Social media is becoming smaller and more insidious

Social media is becoming smaller and more insidious

In 2024, social media will become small.

Not a small influence, of course. As the United States faces an election that is likely to be divisive and often straying from reality, social media will once again become a battleground for public opinion and perception. But the platforms on which these conversations will take place will be smaller in scale, more diverse, and less connected to each other.

In the run-up to the 2016 election, Donald Trump discovered that he could speak directly to an audience of tens of millions of people on Twitter. Kicked off the platform after the January 6 insurrection, Trump moved to the much smaller Truth Social, a network whose main selling point appeared to be his presence. Trump lost something valuable when he was ousted: the ability to speak to the “big room,” a platform that reached a broad swath of people interested in public affairs.

Large spaces, like Twitter and Instagram, are constant battlegrounds for attention. They are invaluable to activists, who want messages like #MeToo and #BlackLivesMatter to reach new converts to the movement, and to influencers who build power and revenue by building audiences. But they are also inherently conflictual spaces, as people with different points of view argue about what types of discourse are appropriate for the space.

Trump speaks in a smaller room now, but it’s a room where virtually everyone who listens agrees with him. He will never be kicked out of Truth Social, because his statements, no matter how provocative, are the network’s raison d’être.

Consciously or not, other platforms are moving in the same direction. Elon Musk’s compulsive destruction of Twitter is turning it into a smaller room, a safe space for extremists that makes it dangerous for those who don’t share their views. Reddit, long one of the hottest spaces for informed, topical conversation, is losing users as it implements unpopular and Muskian policies in hopes of generating much-needed revenue. Some subreddits are migrating to Discord, where their conversations won’t overlap with thousands of other topics on Reddit, but where they will have full control over their chosen rules of the road.

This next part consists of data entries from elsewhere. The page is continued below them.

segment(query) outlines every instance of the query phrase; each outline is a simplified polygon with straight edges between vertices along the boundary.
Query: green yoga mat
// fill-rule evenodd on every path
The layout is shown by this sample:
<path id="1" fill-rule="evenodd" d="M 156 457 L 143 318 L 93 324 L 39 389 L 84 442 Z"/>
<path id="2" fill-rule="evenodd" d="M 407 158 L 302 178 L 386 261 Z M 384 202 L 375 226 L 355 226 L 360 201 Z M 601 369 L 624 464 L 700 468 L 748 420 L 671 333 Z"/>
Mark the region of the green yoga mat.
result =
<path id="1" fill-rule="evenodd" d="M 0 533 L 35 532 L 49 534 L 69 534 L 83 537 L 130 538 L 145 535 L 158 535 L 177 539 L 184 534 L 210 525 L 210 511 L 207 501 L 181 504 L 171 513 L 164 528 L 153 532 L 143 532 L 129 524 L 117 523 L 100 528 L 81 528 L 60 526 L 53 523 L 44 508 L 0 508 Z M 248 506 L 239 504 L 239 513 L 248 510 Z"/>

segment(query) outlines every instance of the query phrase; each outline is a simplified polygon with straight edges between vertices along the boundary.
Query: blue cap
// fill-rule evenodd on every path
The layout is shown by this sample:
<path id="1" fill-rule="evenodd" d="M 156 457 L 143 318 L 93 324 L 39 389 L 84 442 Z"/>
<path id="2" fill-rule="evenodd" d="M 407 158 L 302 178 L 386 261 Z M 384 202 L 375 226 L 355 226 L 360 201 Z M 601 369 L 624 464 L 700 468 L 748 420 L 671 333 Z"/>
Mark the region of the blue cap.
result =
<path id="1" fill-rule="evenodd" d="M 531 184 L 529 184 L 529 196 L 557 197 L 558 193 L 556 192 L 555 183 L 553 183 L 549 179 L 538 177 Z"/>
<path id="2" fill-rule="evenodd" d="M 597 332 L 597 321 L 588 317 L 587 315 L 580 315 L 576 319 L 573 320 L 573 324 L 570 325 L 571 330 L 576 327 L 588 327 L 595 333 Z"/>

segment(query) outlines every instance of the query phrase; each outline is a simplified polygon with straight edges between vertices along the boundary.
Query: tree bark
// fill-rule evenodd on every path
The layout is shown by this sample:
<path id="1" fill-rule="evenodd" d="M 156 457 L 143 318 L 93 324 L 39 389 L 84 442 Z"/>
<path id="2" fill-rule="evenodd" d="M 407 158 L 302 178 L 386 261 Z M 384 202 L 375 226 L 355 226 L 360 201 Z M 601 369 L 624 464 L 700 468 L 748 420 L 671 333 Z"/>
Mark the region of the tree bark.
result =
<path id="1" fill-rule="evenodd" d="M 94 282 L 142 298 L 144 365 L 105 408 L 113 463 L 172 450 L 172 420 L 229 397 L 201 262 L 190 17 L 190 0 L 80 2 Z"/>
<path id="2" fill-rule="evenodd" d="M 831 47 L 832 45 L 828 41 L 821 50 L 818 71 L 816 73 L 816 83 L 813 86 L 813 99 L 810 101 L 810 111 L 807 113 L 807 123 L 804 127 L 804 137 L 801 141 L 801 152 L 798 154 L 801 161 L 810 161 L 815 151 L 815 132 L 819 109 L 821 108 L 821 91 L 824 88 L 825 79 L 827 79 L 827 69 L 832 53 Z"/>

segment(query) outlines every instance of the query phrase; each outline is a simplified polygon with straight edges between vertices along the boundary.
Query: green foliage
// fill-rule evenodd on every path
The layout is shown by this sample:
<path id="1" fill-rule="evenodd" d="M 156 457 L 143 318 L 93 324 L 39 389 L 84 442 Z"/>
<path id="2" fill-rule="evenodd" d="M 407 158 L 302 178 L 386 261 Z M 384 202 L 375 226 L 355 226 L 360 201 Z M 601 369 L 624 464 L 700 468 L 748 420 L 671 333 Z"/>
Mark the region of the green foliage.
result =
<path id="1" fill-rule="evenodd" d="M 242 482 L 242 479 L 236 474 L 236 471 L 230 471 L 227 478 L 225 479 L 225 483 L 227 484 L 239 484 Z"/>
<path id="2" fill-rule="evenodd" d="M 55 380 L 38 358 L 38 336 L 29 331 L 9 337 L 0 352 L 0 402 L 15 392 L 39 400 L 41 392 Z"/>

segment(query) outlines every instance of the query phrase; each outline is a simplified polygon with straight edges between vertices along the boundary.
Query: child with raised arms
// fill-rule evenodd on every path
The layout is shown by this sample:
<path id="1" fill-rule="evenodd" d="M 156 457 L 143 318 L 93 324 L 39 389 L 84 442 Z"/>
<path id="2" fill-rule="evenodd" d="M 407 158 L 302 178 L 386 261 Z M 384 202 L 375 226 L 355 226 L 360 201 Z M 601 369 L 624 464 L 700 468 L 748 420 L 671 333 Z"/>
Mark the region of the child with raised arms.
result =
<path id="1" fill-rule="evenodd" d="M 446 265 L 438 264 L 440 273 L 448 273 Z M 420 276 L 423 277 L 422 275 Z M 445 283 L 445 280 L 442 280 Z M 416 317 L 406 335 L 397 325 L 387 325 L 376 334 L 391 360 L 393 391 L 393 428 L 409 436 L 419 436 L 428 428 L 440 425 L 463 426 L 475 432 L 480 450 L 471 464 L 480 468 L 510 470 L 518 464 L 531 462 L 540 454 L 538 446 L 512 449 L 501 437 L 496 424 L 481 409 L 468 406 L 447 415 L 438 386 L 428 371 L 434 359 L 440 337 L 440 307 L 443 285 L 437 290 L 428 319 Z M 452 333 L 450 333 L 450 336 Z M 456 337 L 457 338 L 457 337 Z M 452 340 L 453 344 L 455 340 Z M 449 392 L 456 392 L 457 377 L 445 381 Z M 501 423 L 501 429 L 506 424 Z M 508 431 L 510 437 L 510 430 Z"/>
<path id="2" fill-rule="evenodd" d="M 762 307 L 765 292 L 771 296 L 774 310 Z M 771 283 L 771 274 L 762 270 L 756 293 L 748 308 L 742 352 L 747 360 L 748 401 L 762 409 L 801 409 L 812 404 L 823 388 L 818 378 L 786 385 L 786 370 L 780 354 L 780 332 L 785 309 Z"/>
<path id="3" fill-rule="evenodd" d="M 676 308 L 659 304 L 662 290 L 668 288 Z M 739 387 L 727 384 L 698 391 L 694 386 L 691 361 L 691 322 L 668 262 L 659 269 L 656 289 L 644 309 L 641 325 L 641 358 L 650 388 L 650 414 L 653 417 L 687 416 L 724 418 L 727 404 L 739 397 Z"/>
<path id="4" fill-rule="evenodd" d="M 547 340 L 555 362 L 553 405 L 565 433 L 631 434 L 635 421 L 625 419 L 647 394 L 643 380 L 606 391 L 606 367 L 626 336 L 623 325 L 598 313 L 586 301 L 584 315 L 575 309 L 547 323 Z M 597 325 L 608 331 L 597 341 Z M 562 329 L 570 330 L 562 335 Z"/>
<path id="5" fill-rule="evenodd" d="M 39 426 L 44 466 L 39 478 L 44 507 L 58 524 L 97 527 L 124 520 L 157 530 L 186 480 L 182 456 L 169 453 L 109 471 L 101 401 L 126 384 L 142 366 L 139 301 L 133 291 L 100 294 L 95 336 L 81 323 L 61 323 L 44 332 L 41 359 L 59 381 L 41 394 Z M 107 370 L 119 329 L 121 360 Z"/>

Small room networks can be profoundly important spaces where communities can find support and solidarity. When you seek support in living with diabetes or without alcohol (two struggles I am personally engaged in), you are not looking for confrontation, but camaraderie, comfort, and constructive advice. Millions of us find these spaces in subreddits, Facebook groups, or even on specific social networks, like Archive of One’s Own, which connects 5 million fan-fiction authors and fans every month.

But small rooms have one big downside: They’re just as useful for Nazis as they are for knitters. These conversations, insulated from external scrutiny, can normalize extreme viewpoints and lead people deeper into dark topics in which they have expressed a passing interest.

We need networks of small rooms: they get strangers to know each other, building social capital and connection between people who may never interact in the physical world. But they further fragment the public sphere, meaning the 2024 elections could be even more fragmented than we’ve seen so far in the social media age.